A character study as well as a meditation on communication, creativity, and physical space, TAKE WHAT YOU CAN CARRY is a picture of a young woman seen through the interiors she occupies and the company she keeps. A North American living abroad, Lilly (Hannah Gross, I USED TO BE DARKER) aspires to shape an intimate and private place of her own while remaining connected to the world around her. When she receives a letter from home, it provides the conduit she needs to fuse her transient self with the person she’s always known herself to be.
My first film made away from home, TAKE WHAT YOU CAN CARRY is my most personal and formally playful work yet. Inspired by George Perec’s text Species of Spaces, it imagines a character in transition, living in a foreign city for an indeterminate amount of time, trying to balance the various and distinct public and private manifestations of her personality.
Named after the first movie I ever saw (Charles Waters’ LILI) and the muse in Ryu Murakami’s Almost Transparent Blue, Lilly is that rare multidimensional screen character: gripping yet mercurial, grounded by the performance of the actor who plays her. The other central character in the film, Lilly’s grandmother, is never seen. She is only heard through the letter Lilly receives from her and reads aloud, an actual letter written by my grandmother to me.
For the supporting roles, I was extremely lucky to cast a number of actors I’ve admired from afar, including Angela Shanelec, Jean-Christophe Folly, and members of the Berlin-based theatre company Gob Squad. The excellent technical and producing team was European and the film was funded through a grant from The Wexner Center for the Arts and a fellowship from the Harvard Film Study Center. It was written and produced in three months.
Because everything came together very quickly, I found myself writing for imagined locations while actively scouting real ones, adding new scenes to include the people and places I found along the way. It was a continuing dialogue with Berlin and the friends I’ve made there, but in the end there is almost nothing of the city on screen except the sounds, as if its image existed only in the collective imagination.

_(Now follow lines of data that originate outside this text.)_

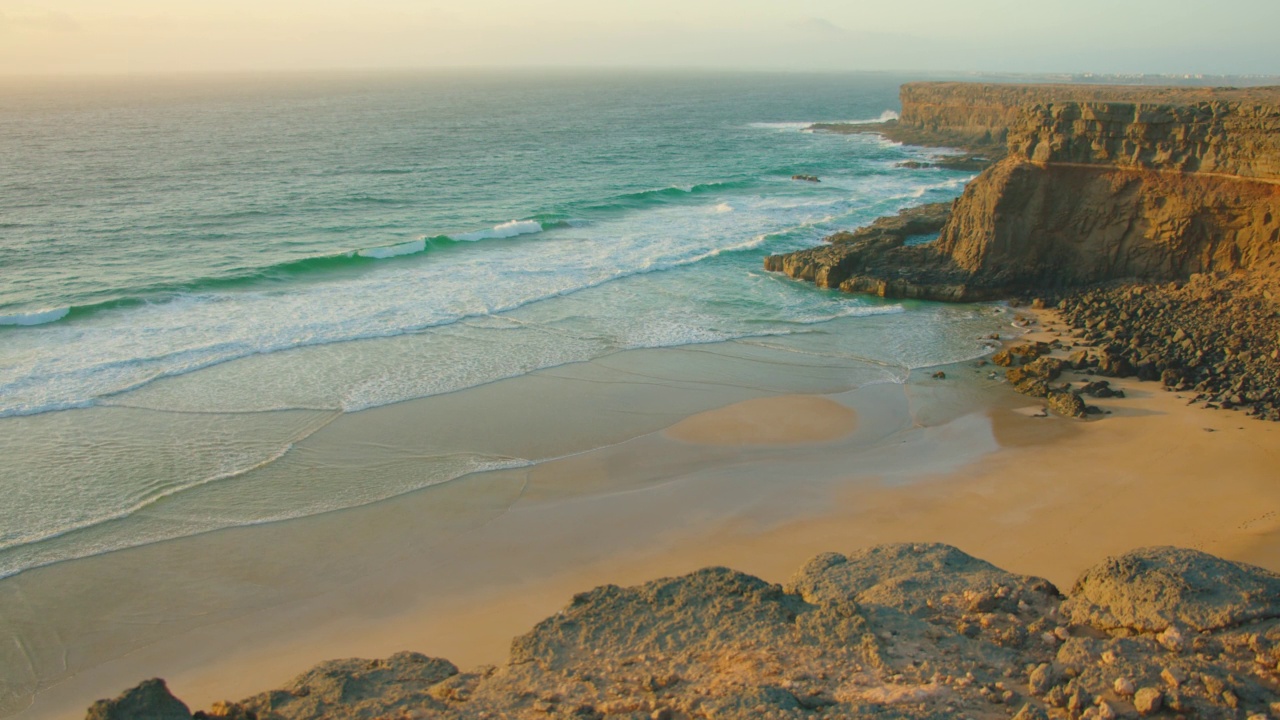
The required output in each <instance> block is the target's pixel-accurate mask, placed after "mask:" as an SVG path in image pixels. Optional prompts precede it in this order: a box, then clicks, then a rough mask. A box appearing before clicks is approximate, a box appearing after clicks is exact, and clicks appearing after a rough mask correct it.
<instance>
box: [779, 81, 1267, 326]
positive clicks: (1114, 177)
mask: <svg viewBox="0 0 1280 720" xmlns="http://www.w3.org/2000/svg"><path fill="white" fill-rule="evenodd" d="M901 97H902V117H901V119H900V120H899V122H897V124H899V126H900V129H899V131H896V133H897V135H904V133H905V135H914V136H916V137H920V138H923V140H924V141H929V142H933V143H948V142H951V143H956V145H963V146H966V147H974V146H980V143H983V142H995V141H1004V143H1005V156H1004V159H1001V160H1000V161H998V163H996V164H995V165H992V167H991V168H988V169H987V170H984V172H983V173H982V174H979V176H978V177H977V178H975V179H974V181H973V182H970V183H969V186H968V187H966V188H965V191H964V193H963V195H961V197H960V199H957V200H956V201H955V204H954V206H952V209H951V214H950V218H948V219H947V220H946V223H945V225H943V227H942V229H941V232H940V237H938V241H937V242H936V243H932V245H929V246H922V247H918V249H900V247H883V246H878V247H864V246H858V245H855V243H847V242H846V243H833V245H842V247H840V249H838V250H836V251H832V250H829V249H827V247H822V249H812V250H804V251H799V252H794V254H788V255H777V256H771V258H768V259H767V260H765V266H767V268H768V269H771V270H780V272H785V273H787V274H791V275H792V277H801V278H805V279H808V277H809V275H812V277H813V278H823V279H822V281H819V284H826V286H827V287H840V288H841V290H845V291H849V292H869V293H874V295H882V296H887V297H920V299H929V300H950V301H968V300H984V299H992V297H1000V296H1009V295H1018V293H1028V292H1034V293H1042V292H1046V291H1053V290H1066V288H1074V287H1080V286H1087V284H1091V283H1098V282H1105V281H1112V279H1142V281H1174V279H1185V278H1188V277H1189V275H1192V274H1193V273H1210V272H1231V270H1240V269H1266V270H1267V272H1272V273H1274V263H1275V261H1276V259H1277V247H1280V88H1247V90H1233V88H1225V90H1224V88H1148V87H1123V86H1069V85H1064V86H995V85H972V83H909V85H905V86H902V91H901ZM890 135H891V136H893V135H895V133H890ZM890 251H893V252H892V254H890ZM822 266H831V268H835V272H827V273H823V272H819V269H820V268H822ZM803 268H810V269H808V270H803ZM814 268H818V269H814Z"/></svg>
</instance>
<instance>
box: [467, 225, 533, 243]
mask: <svg viewBox="0 0 1280 720" xmlns="http://www.w3.org/2000/svg"><path fill="white" fill-rule="evenodd" d="M539 232H543V225H541V223H539V222H538V220H511V222H509V223H503V224H500V225H494V227H492V228H489V229H486V231H476V232H468V233H462V234H456V236H453V240H462V241H466V242H475V241H477V240H502V238H507V237H516V236H521V234H534V233H539Z"/></svg>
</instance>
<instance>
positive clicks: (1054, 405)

“I would like there to exist places that are stable, unmoving, intangible, untouched and almost untouchable, unchanging, deep-rooted; places that might be points of reference, of departure, of origin…Such places don’t exist, and it’s because they don’t exist that space becomes a question, ceases to be self-evident, ceases to be incorporated, ceases to be appropriated. Space is a doubt: I have constantly to mark it, to designate it. It’s never mine, never given to me, I have to conquer it.”